So she put up a poster on her front door which read in part —

As of the first of February, this store will be charging people a $5 fee per person for “just looking.”  The $5 fee will be deducted when goods are purchased.

Why has this come about?  There has been a high volume of people who use this store as a reference and then purchase goods elsewhere.  These people are unaware our prices are almost the same as the other stores plus we have products that are simply not available anywhere else.

My response — are you crazy?  I believe that if you want people to buy — buy your product, or your service, or even you — then you need to show them, clearly, in brilliant technicolour, the compelling value that you have to offer.
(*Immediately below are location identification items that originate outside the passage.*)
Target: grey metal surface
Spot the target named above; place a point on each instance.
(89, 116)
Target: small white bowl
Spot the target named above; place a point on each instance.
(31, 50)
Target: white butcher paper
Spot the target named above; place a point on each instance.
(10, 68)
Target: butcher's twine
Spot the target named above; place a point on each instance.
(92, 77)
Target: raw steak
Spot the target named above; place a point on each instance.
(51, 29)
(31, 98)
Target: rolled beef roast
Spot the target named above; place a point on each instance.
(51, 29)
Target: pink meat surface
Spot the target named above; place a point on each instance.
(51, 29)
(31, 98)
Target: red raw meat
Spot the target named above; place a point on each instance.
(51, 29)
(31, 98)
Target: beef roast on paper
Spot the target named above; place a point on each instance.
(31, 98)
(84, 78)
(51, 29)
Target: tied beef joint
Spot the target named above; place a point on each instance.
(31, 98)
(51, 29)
In fact, I blogged on just this subject back in May last year when I ran into a similar experience trying to help my in-laws rent an apartment (Be prepared to show what you “sell”).  Which means that you do whatever it takes to help your clients or customers (or even potential employers) see, first-hand, what it is that you or your product or your service does to meet their needs or make their lives easier.  Yet here is a store owner, who depends on people seeing value in what she offers, driving people away instead of welcoming them in!

What do you think?  If you walked into a store and were told that you would be charged to browse, would you pay up or just walk away?  Is this pure stupidity on the part of the store owner, or is it a good business decision.  C’mon what’s your opinion?


  • If the store owner does not want to part with free advice, she should shut up and stand behind the counter. If her “advice” had any value, lookers would become buyers.

  • If I saw that sign on the door, I would just walk away. And I am sure that her whole attitude and demeanor put people off when she was dispensing this so called advice, so they did leave without buying. I can tell when someone is not sincere in their effort to provide customer service, and if it feels like they are just putting up with me, you can bet I won’t spend my money there. If I am welcomed and provided good service I’d buy something I may not even need in appreciation.

  • Teresa, you certainly aren’t going to get any argument from me! I’m STILL mind-boggled that this retailer thought that this was a good business decision!